Beefy Boxes and Bandwidth Generously Provided by pair Networks
Perl: the Markov chain saw
 
PerlMonks  

Re: What is the most efficient way to see if a hash is empty?

by BrowserUk (Patriarch)
on Apr 28, 2009 at 08:29 UTC ( [id://760539]=note: print w/replies, xml ) Need Help??


in reply to What is the most efficient way to see if a hash is empty?

Hm. scalar keys %hash does not seem to be O(N):

[0] Perl> %a = 1..1e6;; [0] Perl> %b = ();; [0] Perl> cmpthese -1, { A=>q[ scalar keys %a and ++$i for 1 .. 1000 ], B=>q[ scalar keys %b and ++$j for 1 .. 1000 ] };; Rate A B A 8354/s -- -15% B 9845/s 18% -- [0] Perl> %b = (1..2e6);; [0] Perl> cmpthese -1, { A=>q[ scalar keys %a and ++$i for 1 .. 1000 ], B=>q[ scalar keys %b and ++$j for 1 .. 1000 ] };; Rate A B A 821/s -- -0% B 824/s 0% -- [0] Perl> %a = ();; [0] Perl> cmpthese -1, { A=>q[ scalar keys %a and ++$i for 1 .. 1000 ], B=>q[ scalar keys %b and ++$j for 1 .. 1000 ] };; Rate B A B 815/s -- -18% A 998/s 23% -- [0] Perl> %a = (1,2);; [0] Perl> cmpthese -1, { A=>q[ scalar keys %a and ++$i for 1 .. 1000 ], B=>q[ scalar keys %b and ++$j for 1 .. 1000 ] };; Rate A B A 843/s -- -1% B 849/s 1% -- [0] Perl> cmpthese -1, { A=>q[ scalar keys %a and ++$i for 1 .. 1000 ], B=>q[ scalar keys %b and ++$j for 1 .. 1000 ] };; Rate B A B 804/s -- -3% A 831/s 3% --

I'll let you draw your own conclusions, but mine are that if the hash is completely empty it is slightly faster than if it has any keys. But whether it has 1 key or 1 million make no difference at all.

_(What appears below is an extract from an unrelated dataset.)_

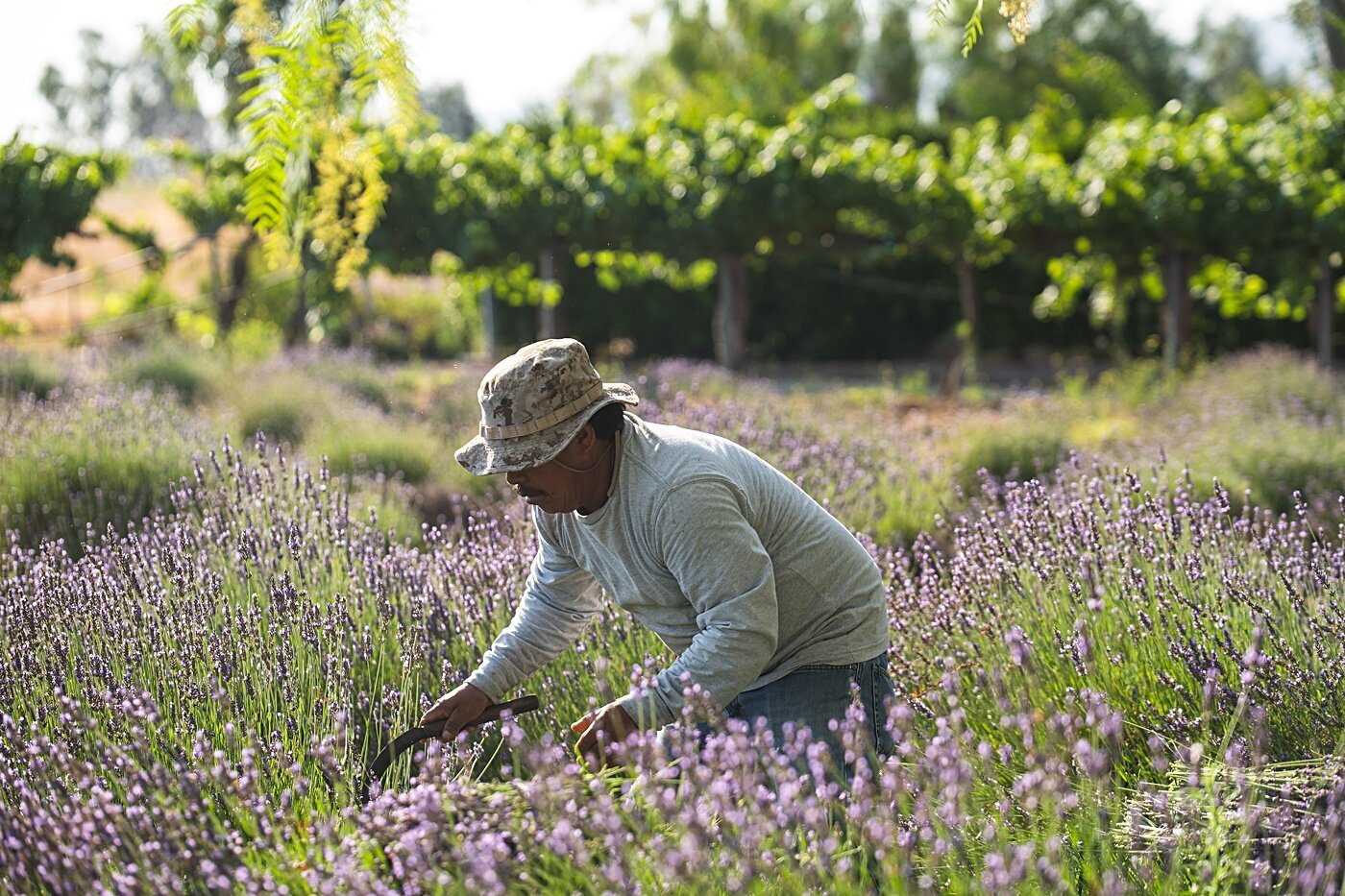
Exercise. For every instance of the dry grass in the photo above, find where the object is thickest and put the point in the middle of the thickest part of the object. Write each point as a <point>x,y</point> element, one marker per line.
<point>56,304</point>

Examine what is said, not who speaks -- Silence betokens consent -- Love the truth but pardon error.
"Science is about questioning the status quo. Questioning authority".
In the absence of evidence, opinion is indistinguishable from prejudice.

Replies are listed 'Best First'.
Re^2: What is the most efficient way to see if a hash is empty?
by shmem (Chancellor) on Apr 28, 2009 at 09:23 UTC
    I'll let you draw your own conclusions

    I would conclude that your benchmark may be flawed since for empty hashes the $j++ operation is skipped. Maybe that's the reason for the difference?

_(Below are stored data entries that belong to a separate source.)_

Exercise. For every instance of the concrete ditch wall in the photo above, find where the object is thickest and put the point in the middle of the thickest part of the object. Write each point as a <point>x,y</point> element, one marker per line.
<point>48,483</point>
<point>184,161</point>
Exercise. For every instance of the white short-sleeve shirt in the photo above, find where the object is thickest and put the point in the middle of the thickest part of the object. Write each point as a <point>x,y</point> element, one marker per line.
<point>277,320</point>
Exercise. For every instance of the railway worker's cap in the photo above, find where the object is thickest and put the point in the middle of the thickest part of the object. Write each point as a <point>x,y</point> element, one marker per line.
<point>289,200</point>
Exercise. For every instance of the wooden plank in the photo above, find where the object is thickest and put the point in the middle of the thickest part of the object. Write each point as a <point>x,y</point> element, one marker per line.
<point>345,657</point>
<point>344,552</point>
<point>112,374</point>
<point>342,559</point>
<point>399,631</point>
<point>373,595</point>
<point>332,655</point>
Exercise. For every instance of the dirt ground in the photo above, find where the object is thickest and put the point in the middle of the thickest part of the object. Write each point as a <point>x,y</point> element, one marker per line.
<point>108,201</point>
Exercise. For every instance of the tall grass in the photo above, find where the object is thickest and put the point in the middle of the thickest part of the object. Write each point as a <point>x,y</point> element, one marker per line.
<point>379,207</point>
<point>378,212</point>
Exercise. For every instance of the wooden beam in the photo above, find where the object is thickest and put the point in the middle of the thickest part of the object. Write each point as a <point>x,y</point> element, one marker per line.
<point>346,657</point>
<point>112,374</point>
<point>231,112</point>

      I put the and ++$i there to stop the scalar keys %hash being optimised away for being in a void context:

      [0] Perl> %a = 1..2e6; %b = 1..2e6;; [0] Perl> cmpthese -1, { A=>q[ scalar keys %a and ++$i for 1 .. 10000 ], B=>q[ scalar keys %b for 1 .. 10000 ] };; Rate A B A 804/s -- -26% B 1087/s 35% --

      A problem I've been bitten by with other useless statements in void contexts.

      And because it is far cheaper than an assignment:

      [0] Perl> cmpthese -1, { A=>q[ scalar keys %a and ++$i for 1 .. 10000 ], B=>q[ my $x = scalar keys %b for 1 .. 10000 ] };; Rate B A B 658/s -- -19% A 812/s 24% --

      and therefore less of a bias to the test.

      Do you have a better way to deal with these issues?


      Examine what is said, not who speaks -- Silence betokens consent -- Love the truth but pardon error.
      "Science is about questioning the status quo. Questioning authority".
      In the absence of evidence, opinion is indistinguishable from prejudice.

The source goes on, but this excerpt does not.